Célebre por su geografía, su historia y su gastronomía, el Périgord bien podría ser un señuelo del paraíso; y para un creyente, máxime si ha leído previamente algún folleto turístico francés de la zona antes de visitarla, hasta el lugar del mismísimo Paraíso en persona. ¡Lástima que dicho creyente –anillo perdido de la evolución en esto como en tantas cosas– acabe topándose con algún igual que habrá leído otro folleto turístico de otra zona que, claro, también era el paraíso y estaba también en Francia! Por lo cual, si no se matan antes a paraisazo limpio tratando de imponer el de cada uno como el verdadero, habrán de concluir que toda Francia es el Paraíso, un Paraíso único, o bien que está constituida por toda una sucesión de paraísos locales: ¡palabrita de folleto turístico francés! Por lo demás, quién sabe si la cosa no acaba aún mejor de lo pensado, y si tanta divinidad junta no sonsaca en la mente de quienes la perciben alguna sombra de paradisíaco escepticismo; después de todo, no muy lejos de allí nació el gran Montaigne, que lo cultivó con esmero, devolvió su antigua música a sonidos vacíos, renovó ideas clásicas en palabras por tanto tiempo gastadas, cambiando para bien, y mucho, el futuro del pensamiento moderno.

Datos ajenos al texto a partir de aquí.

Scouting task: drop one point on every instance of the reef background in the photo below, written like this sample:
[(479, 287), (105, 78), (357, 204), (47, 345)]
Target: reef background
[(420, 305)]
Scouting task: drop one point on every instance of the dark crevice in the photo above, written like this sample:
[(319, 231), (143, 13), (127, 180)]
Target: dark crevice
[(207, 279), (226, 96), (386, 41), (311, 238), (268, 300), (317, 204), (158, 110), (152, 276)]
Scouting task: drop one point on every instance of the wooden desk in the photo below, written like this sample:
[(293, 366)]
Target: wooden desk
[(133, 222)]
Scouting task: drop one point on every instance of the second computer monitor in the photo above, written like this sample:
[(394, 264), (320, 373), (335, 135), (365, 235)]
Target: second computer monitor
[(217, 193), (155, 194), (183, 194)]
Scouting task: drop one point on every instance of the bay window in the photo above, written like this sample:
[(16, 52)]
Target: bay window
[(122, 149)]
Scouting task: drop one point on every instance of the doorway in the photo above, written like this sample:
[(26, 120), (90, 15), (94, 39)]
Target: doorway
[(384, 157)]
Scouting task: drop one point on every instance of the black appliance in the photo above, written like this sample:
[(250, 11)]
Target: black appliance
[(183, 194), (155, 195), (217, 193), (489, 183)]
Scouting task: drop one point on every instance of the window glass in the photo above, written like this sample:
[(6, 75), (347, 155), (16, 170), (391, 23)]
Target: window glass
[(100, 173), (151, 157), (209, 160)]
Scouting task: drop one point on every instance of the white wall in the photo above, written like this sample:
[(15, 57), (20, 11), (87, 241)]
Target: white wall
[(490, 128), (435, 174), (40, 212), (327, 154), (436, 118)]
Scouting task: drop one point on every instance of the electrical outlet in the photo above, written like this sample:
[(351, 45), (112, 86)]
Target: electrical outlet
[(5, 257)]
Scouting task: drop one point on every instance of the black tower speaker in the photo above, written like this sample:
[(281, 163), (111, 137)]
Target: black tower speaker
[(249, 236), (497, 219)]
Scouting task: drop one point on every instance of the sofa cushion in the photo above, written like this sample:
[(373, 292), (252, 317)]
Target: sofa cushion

Lo cierto, empero, es que el Périgord es una fascinante colección de paisajes variopintos y armoniosamente conjuntados, en la que la geometría cortesana francesa, la pasión inglesa por domesticar la naturaleza y el ímpetu juvenil de quien no tolera intromisión alguna sobre la anarquía de las formas según crecen, surten de parajes colinosos, de valles ajardinados, de bosques espesos y en apariencia impenetrables, los ojos soñadores del fatigado viajero que, absorto, los admira, y cuya ardiente belleza reintroduce gotas de un añejo romanticismo ya desconocido en su alma. Paisajes que con su variedad de colores, armonía de formas y precisión de sus detalles parecen posar para la paleta del pintor que para la ocasión es todo turista; paisajes recorridos por ríos pensativos que durante gran parte de su curso se han olvidado adrede del “mar, que es el morir”, como señalara Jorge Manrique, deleitándose en rematar el arte retocando figuras, inventando sfumati, punteando motivos o completando fachadas de los lugares por donde pasan, y que discurren a veces bajo puentes que tienen todo el tiempo del mundo para cultivar su narcisismo mirándose y remirándose en sus aguas, recreándose con placer en las diversas variedades que el color cambiante de las mismas o sus propias sombras al compás del tiempo introducen en ellos.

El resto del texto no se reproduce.